A plan presented by Bristow in January called for a non-profit organization to take over the management of the facility and lease portions of the property to Alcorn. The management company would also find other tenants for the building, but so far, no deal has been worked out between the college and River Region.
“It’s just too much space for us by ourselves,” Bristow said.
The 45-year-old hospital on Grove Street closed in February after the opening of River Region Medical Center on U.S. 61 North. Built as Mercy Hospital the complex served most of Vicksburg and the surrounding communities.
Marian Hill Chemical Dependency Center has continued to operate in the ParkView complex and The Street Clinic and the Vicksburg Cancer Center have remained at their sites on Grove.
In September, Mayor Laurence Leyens announced that hospital officials are prepared to tear down the building if a deal cannot be worked out in a year, but Diane Gawronski, spokesman for River Region, said they are still interested in plans with Alcorn.
“As far as we’re concerned, we’re still moving forward,” Gawronski said.
Bristow said the college was able to work out an agreement with Hinds to offer night classes to up to 200 students at the campus on Highway 27. “We think it’s going to work out well,” Bristow said.

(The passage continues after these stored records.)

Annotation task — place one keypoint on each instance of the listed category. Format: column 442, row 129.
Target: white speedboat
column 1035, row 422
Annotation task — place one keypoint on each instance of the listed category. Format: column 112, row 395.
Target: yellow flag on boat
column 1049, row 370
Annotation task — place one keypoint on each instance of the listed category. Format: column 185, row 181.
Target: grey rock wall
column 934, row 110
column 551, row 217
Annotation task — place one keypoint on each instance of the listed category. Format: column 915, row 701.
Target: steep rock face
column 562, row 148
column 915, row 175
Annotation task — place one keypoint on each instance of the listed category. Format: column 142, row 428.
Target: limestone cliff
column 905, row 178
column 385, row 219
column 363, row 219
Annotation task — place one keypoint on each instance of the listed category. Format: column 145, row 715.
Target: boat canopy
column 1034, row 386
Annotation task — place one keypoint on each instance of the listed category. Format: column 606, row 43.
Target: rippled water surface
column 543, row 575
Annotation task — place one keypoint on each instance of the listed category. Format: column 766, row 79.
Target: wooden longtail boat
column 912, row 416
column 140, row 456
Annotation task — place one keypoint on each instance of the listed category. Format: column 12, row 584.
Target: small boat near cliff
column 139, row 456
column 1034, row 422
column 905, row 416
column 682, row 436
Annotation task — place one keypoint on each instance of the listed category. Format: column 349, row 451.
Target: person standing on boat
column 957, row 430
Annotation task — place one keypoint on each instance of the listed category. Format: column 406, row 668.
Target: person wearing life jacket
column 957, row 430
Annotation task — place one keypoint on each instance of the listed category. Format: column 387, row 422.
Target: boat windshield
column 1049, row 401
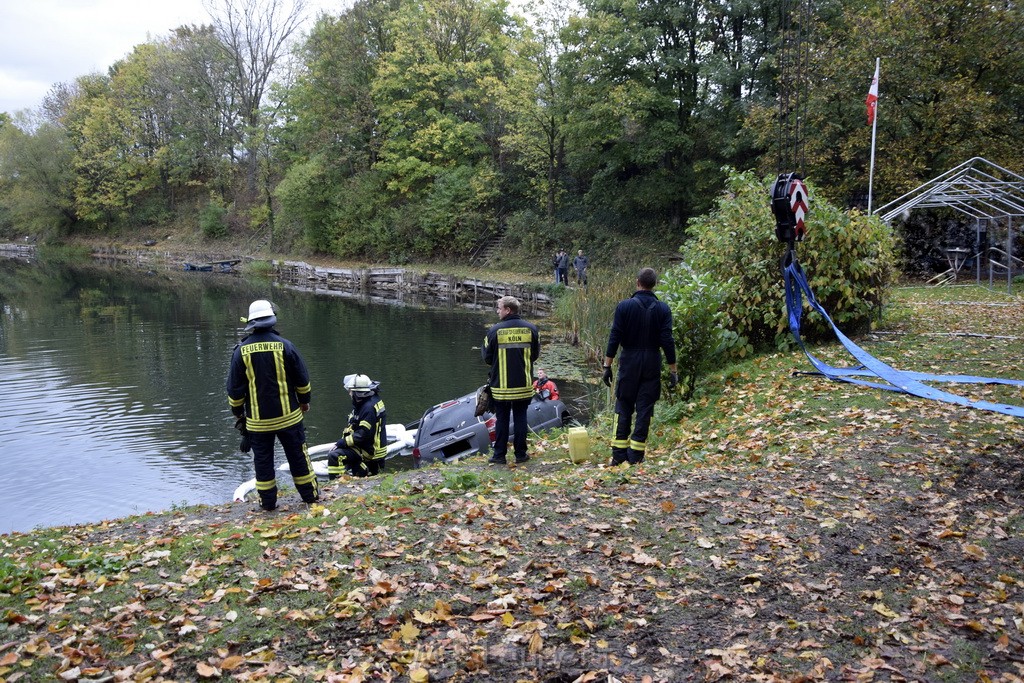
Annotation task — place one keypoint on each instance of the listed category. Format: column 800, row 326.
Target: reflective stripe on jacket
column 510, row 348
column 368, row 429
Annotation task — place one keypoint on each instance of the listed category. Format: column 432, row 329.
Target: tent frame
column 985, row 191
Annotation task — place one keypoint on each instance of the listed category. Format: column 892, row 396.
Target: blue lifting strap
column 896, row 380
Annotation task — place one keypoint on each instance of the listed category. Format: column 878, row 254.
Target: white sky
column 43, row 42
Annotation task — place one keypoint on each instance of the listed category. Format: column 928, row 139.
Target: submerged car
column 451, row 430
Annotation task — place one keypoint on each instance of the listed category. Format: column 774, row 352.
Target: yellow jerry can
column 579, row 444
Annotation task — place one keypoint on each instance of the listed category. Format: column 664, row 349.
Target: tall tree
column 950, row 89
column 438, row 91
column 255, row 35
column 537, row 98
column 332, row 136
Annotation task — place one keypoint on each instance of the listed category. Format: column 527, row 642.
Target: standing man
column 268, row 384
column 580, row 262
column 642, row 326
column 510, row 348
column 563, row 267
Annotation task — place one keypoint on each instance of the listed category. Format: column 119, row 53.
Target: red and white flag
column 872, row 96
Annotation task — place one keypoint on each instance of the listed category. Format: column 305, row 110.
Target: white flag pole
column 875, row 127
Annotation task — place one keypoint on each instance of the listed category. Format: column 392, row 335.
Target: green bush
column 849, row 259
column 213, row 219
column 698, row 319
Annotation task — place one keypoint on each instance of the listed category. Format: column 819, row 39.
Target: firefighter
column 363, row 446
column 544, row 387
column 642, row 327
column 268, row 385
column 510, row 348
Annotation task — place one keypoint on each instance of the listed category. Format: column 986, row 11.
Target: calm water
column 112, row 381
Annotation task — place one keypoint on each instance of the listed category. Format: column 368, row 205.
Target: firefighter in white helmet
column 363, row 446
column 268, row 385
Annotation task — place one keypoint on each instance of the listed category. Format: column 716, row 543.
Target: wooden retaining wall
column 381, row 281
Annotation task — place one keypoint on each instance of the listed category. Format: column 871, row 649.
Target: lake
column 113, row 381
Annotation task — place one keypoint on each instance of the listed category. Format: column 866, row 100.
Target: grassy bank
column 784, row 527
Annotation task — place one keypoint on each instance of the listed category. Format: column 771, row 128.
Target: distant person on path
column 562, row 267
column 580, row 262
column 544, row 388
column 511, row 347
column 642, row 327
column 268, row 384
column 363, row 447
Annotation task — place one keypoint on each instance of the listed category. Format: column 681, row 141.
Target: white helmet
column 359, row 385
column 260, row 314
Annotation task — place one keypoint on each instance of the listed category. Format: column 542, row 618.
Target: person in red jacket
column 268, row 387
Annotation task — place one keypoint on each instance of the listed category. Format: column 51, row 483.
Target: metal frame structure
column 985, row 191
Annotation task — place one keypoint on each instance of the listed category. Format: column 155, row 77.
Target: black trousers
column 353, row 463
column 630, row 442
column 516, row 410
column 293, row 440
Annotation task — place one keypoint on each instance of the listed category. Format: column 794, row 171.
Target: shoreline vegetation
column 783, row 527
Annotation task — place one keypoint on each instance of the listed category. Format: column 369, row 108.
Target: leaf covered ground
column 783, row 528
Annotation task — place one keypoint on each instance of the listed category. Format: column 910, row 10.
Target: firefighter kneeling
column 363, row 446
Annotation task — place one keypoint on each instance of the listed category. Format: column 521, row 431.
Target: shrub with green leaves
column 849, row 259
column 213, row 219
column 696, row 302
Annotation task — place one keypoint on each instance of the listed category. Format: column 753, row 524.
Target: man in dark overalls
column 642, row 327
column 268, row 385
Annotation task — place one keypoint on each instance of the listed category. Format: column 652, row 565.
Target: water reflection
column 113, row 398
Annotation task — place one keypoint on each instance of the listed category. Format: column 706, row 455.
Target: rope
column 895, row 380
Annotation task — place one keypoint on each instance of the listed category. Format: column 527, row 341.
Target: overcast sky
column 43, row 42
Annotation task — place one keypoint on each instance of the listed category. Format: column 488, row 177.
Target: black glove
column 240, row 424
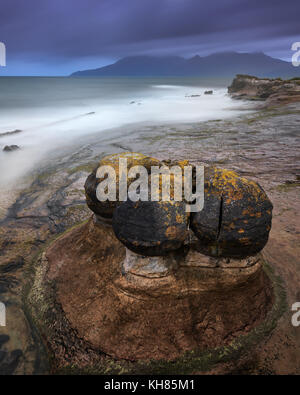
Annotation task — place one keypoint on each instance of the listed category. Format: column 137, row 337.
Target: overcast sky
column 57, row 37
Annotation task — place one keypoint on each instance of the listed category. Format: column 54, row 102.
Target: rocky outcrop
column 140, row 289
column 273, row 91
column 236, row 219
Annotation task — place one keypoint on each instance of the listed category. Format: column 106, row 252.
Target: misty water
column 56, row 113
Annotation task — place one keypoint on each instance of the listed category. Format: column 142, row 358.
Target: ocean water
column 56, row 112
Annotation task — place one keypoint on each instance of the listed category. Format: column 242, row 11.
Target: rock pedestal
column 132, row 307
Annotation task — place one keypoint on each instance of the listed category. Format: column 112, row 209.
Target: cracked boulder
column 151, row 228
column 106, row 208
column 236, row 218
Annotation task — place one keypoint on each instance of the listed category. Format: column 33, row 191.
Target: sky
column 58, row 37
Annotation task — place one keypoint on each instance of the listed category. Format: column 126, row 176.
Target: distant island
column 226, row 64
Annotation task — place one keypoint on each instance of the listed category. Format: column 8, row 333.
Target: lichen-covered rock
column 236, row 219
column 151, row 228
column 105, row 209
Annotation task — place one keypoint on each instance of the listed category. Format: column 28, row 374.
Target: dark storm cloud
column 60, row 30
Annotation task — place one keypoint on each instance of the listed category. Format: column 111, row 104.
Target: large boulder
column 151, row 228
column 236, row 219
column 106, row 208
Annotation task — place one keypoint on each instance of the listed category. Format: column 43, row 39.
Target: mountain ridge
column 224, row 64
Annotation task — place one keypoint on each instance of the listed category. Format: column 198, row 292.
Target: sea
column 52, row 113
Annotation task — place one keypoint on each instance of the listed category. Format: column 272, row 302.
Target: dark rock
column 10, row 362
column 236, row 219
column 13, row 265
column 9, row 148
column 3, row 339
column 274, row 91
column 105, row 209
column 151, row 228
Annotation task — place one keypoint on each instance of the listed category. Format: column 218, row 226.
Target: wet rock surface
column 275, row 91
column 151, row 228
column 236, row 218
column 126, row 312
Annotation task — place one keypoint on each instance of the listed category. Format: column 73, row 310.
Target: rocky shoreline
column 263, row 145
column 275, row 92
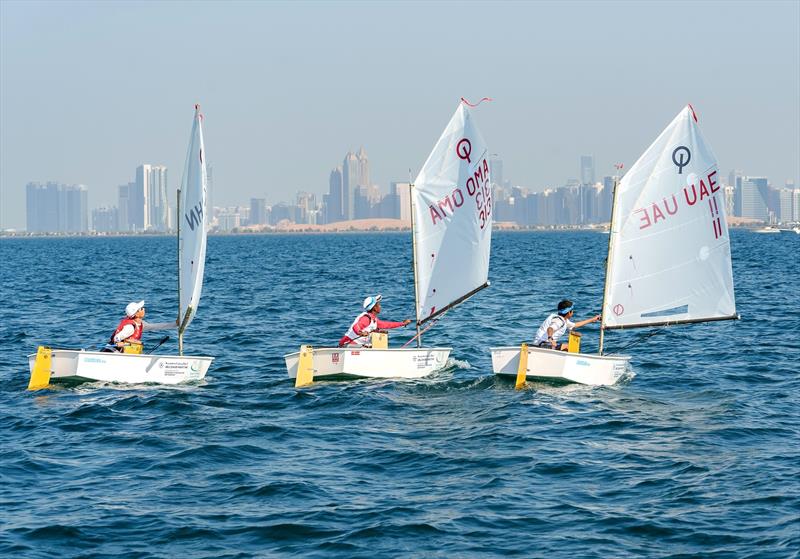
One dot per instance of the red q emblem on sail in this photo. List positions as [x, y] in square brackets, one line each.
[464, 149]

One of Mississippi’s three historically black universities, Alcorn’s main campus is in Lorman, about halfway between Vicksburg and Natchez. The 3,150-student school also operates master of business administration and nursing degree programs in Nachez.
Alcorn stands to share in a pending $500 million infusion in a proposed settlement of the 26-year-old Ayers college desegregation case.
When funds from the settlement are made available to the university, they could supplement the cost of the expansion into Vicksburg, Bristow said.